The recent theft at the British Museum has sent shockwaves through the cultural and security communities alike. While the loss of invaluable artefacts is devastating, the incident serves as a poignant reminder that insider risks are not confined to the digital realm. They can manifest in the theft of physical assets, tarnishing an organisation’s reputation and causing irreparable damage.
The Incident Unveiled
Around 2,000 artefacts, including gold jewellery and gems, were stolen from the British Museum over an extended period. The thefts were so extensive that they led to the resignation of the museum’s director, Hartwig Fischer, and the dismissal of a staff member from the museum’s department of Greece and Rome. The museum’s chair, George Osborne, revealed that not all of the museum’s collection was properly catalogued or registered, a situation not unique among large institutions. A “forensic” inquiry is underway to determine the extent of the thefts.
The Warning Signs Ignored
What makes this case particularly alarming is the revelation that warnings had been issued as far back as 2020. A second expert even claimed that concerns were raised multiple times after spotting certain items for sale on eBay. Despite these red flags, the museum failed to take adequate action, leading Osborne to admit that there might have been some “potential group think” at the top of the institution.
The Insider Risk Element
The British Museum case exemplifies how insider risks can extend beyond the digital sphere. The thefts were not the work of an external criminal but were facilitated from within the institution.
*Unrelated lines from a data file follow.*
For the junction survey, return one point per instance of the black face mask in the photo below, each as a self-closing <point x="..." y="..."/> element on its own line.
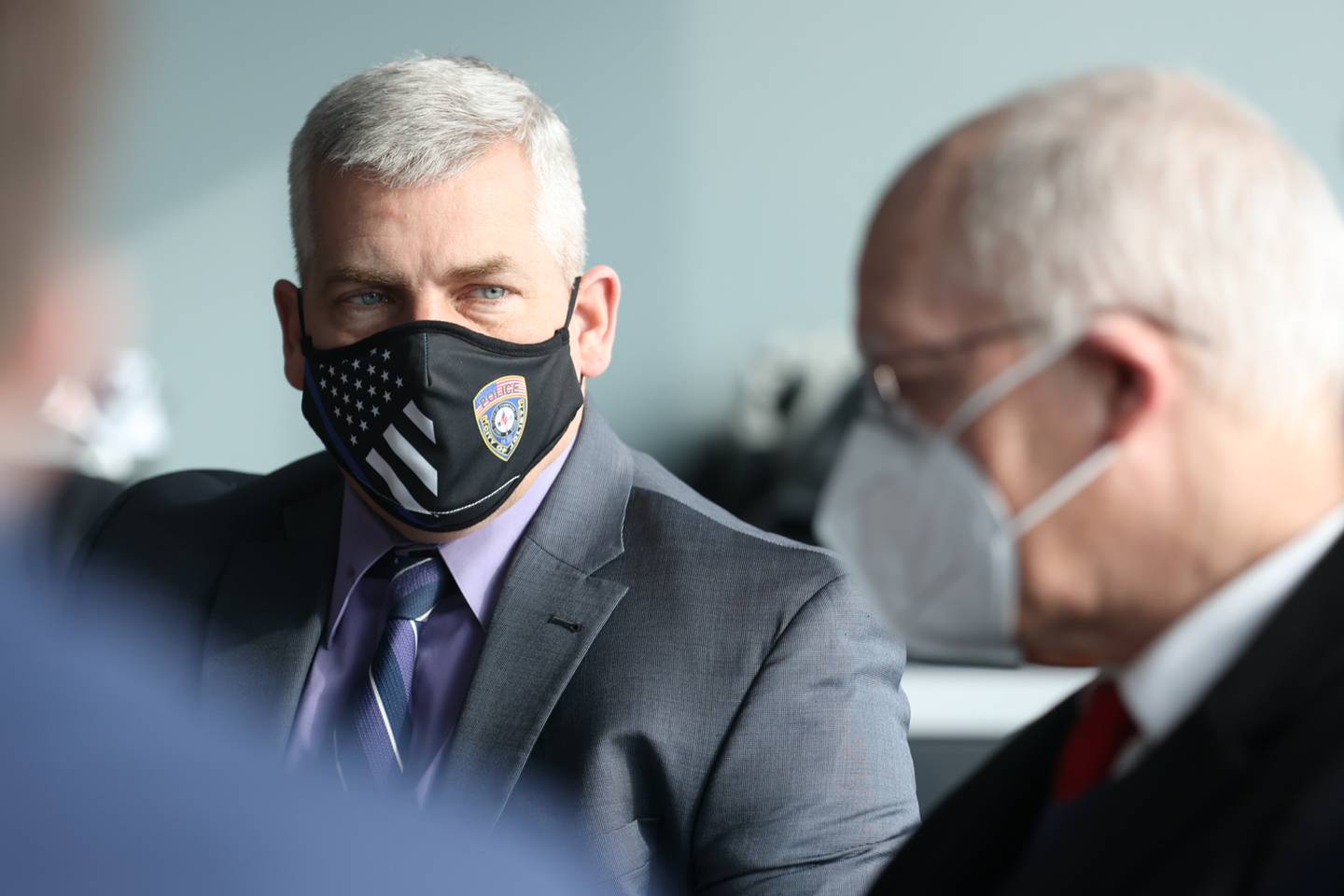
<point x="439" y="424"/>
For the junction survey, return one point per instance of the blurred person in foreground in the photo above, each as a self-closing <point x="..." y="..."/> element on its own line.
<point x="1105" y="326"/>
<point x="107" y="782"/>
<point x="477" y="587"/>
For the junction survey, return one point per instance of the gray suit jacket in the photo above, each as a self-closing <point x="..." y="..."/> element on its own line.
<point x="718" y="702"/>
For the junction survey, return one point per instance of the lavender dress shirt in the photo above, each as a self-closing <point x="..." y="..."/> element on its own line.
<point x="451" y="639"/>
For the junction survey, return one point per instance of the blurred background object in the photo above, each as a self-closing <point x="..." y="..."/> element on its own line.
<point x="730" y="153"/>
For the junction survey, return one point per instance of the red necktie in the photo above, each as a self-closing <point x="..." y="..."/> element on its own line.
<point x="1101" y="731"/>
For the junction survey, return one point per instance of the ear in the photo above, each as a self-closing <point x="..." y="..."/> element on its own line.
<point x="287" y="308"/>
<point x="1141" y="369"/>
<point x="593" y="328"/>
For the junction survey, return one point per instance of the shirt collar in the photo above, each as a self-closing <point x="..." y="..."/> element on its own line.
<point x="1164" y="682"/>
<point x="476" y="560"/>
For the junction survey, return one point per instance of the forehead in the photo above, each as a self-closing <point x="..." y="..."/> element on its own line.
<point x="906" y="300"/>
<point x="488" y="207"/>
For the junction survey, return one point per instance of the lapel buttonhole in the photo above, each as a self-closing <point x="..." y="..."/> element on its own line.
<point x="565" y="623"/>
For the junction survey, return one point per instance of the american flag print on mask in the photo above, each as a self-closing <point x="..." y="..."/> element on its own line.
<point x="437" y="424"/>
<point x="376" y="416"/>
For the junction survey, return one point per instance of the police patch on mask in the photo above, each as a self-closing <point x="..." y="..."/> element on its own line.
<point x="501" y="414"/>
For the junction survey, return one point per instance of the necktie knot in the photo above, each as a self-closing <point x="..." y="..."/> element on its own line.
<point x="1101" y="731"/>
<point x="417" y="578"/>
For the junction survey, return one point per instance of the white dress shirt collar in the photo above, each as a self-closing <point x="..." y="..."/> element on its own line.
<point x="1173" y="673"/>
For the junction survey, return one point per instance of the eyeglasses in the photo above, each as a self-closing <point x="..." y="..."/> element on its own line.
<point x="886" y="402"/>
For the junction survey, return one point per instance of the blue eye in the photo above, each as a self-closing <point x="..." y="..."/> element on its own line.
<point x="492" y="293"/>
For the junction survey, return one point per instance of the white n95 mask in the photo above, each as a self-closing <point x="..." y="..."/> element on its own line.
<point x="929" y="535"/>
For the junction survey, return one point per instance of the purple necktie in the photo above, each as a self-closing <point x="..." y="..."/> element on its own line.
<point x="417" y="581"/>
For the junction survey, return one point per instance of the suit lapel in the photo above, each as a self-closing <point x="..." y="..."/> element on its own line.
<point x="1200" y="770"/>
<point x="552" y="608"/>
<point x="269" y="611"/>
<point x="976" y="837"/>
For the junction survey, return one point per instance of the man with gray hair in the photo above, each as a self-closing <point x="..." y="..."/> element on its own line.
<point x="1105" y="326"/>
<point x="477" y="592"/>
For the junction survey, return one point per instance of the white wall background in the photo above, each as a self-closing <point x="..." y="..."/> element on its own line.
<point x="730" y="155"/>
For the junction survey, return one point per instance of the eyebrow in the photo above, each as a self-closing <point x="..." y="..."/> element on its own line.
<point x="391" y="280"/>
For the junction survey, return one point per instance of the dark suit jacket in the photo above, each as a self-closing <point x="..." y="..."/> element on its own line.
<point x="110" y="783"/>
<point x="1245" y="797"/>
<point x="724" y="712"/>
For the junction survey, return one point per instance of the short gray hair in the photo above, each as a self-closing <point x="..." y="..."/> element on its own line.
<point x="425" y="119"/>
<point x="1157" y="192"/>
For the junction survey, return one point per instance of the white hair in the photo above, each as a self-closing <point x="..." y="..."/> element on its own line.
<point x="427" y="119"/>
<point x="1156" y="192"/>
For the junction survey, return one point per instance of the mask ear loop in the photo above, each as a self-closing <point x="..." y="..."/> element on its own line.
<point x="991" y="392"/>
<point x="568" y="315"/>
<point x="1071" y="483"/>
<point x="574" y="299"/>
<point x="302" y="321"/>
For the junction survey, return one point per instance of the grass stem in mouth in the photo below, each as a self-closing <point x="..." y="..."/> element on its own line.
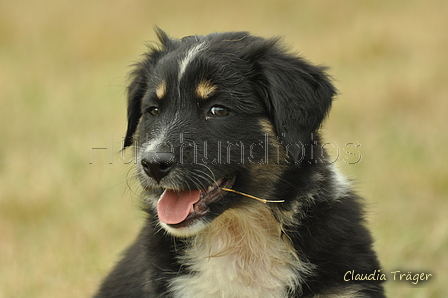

This incident underscores the need for organisations to broaden their understanding of insider risks to include not just digital assets but also physical ones.
Mitigating Physical Insider Risks
Addressing physical insider risks requires a multi-faceted approach:
- Robust Access Control: Limit access to sensitive areas and implement stringent checks for those who do have access.
- Inventory Management: Regularly update and audit the inventory of valuable assets.
- Employee Training: Educate staff on the importance of security measures and the potential consequences of laxity.
- Regular Audits: Conduct unannounced audits and security checks to ensure compliance with security protocols.
- Whistleblower Policies: Encourage staff to report suspicious activities without fear of reprisal.
The theft at the British Museum serves as a cautionary tale for organisations worldwide. It highlights the need for a comprehensive approach to insider risks that encompasses both digital and physical assets. By understanding the evolutionary path of insider risks and implementing robust countermeasures, organisations can better protect their most valuable assets and maintain the trust of their stakeholders.